Nel gennaio 2015 tuttavia questa strategia era diventata troppo costosa e fu abbandonata all'improvviso consentendo un immediato apprezzamento del franco che addirittura superò la parità con l'euro. Per cercare di contrastare il fenomeno, la banca centrale svizzera abbasso' i tassi sui depositi a -0,75%, rendendo dunque poco conveniente acquistare e depositare i franchi presso la banca centrale per gli investitori stranieri. Nonostante questo ci sono voluti circa 3 anni per tornare a quella soglia di 1,20 che era stata abbandonata nel gennaio del 2015 e ora la banca centrale non ha alcuna intenzione di cambiare la propria linea di azione.

Il 23 stacco cedola per 7 big di Piazza Affari

Saranno sette big del Ftse Mib e altrettante quotate sugli altri listini di Piazza Affari a inaugurare lunedì la stagione dei dividendi che, nel suo primo giorno, farà arrivare agli investitori oltre due miliardi di euro di cedole. L’assegno più importante sarà quello staccato da Unicredit, circa 715 milioni di euro, che pagherà 32 centesimi per azione (1,78% circa il rendimento lordo ai prezzi attuali) seguito da quello da quasi 500 milioni di euro che sarà distribuito da Luxottica (1,01 euro e yield lordo dell’1,9%). Sotto il profilo del rendimento, ai valori attuali è Finecobank a risultare più appetibile (2,9% circa). Gli altri stacchi tra le quaranta società a maggiore capitalizzazione sono quelli di Ferrari, Recordati, Cnh Industrial e Prysmian: l’incidenza sull’indice Ftse Mib in apertura sarà pari allo 0,36%. Fuori dal paniere Ftse Mib, attenzione soprattutto a Banca Mediolanum, che staccherà il saldo da 20 centesimi di un dividendo complessivo di 40 centesimi (per un rendimento totale del 5,6%) ma anche sugli stacchi da 1 euro di De Longhi, Banca Ifis e Autostrade Meridionali.

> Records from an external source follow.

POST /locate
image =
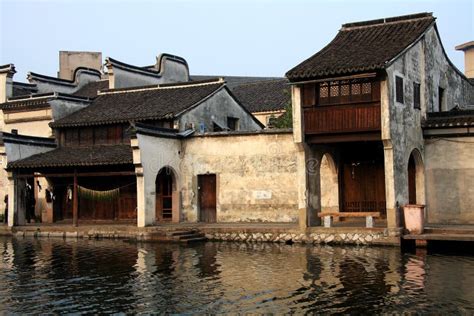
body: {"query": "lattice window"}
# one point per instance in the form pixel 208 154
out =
pixel 355 87
pixel 323 91
pixel 345 90
pixel 366 88
pixel 334 90
pixel 399 89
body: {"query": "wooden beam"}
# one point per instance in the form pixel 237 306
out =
pixel 75 202
pixel 84 174
pixel 354 137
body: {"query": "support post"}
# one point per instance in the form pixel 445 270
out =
pixel 75 202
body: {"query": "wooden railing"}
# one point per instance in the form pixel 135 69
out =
pixel 363 117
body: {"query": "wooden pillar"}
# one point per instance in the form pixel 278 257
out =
pixel 75 201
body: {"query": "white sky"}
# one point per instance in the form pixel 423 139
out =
pixel 226 37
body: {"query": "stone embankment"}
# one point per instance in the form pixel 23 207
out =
pixel 229 233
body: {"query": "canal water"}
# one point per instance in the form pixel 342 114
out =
pixel 107 276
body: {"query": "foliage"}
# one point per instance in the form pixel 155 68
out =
pixel 286 119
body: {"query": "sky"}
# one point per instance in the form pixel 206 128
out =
pixel 226 37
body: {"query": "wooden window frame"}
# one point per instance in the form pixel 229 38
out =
pixel 399 90
pixel 416 96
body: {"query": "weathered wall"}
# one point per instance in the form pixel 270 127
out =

BTp: spread con Bund recupera e termina a 119 punti base
I BTp decennali scambiati sul secondario telematico recuperano terreno nella seconda parte di seduta rispetto ai Bund in una giornata in cui hanno prevalso le prese di beneficio su tutto il comparto del reddito fisso europeo. Nel finale il differenziale di rendimento tra il titolo decennale benchmark italiano (Isin IT0005323032) e il pari scadenza tedesco è indicato a 119 punti base dai 120 punti base dell'avvio (118 punti alla chiusura di giovedì). Ritraccia la rotta anche il rendimento del benchmark decennale italiano che ha aperto all'1,79% e ha chiuso all'1,78% confermando il valore della vigilia. I Bonos rendono l'1,28 per cento.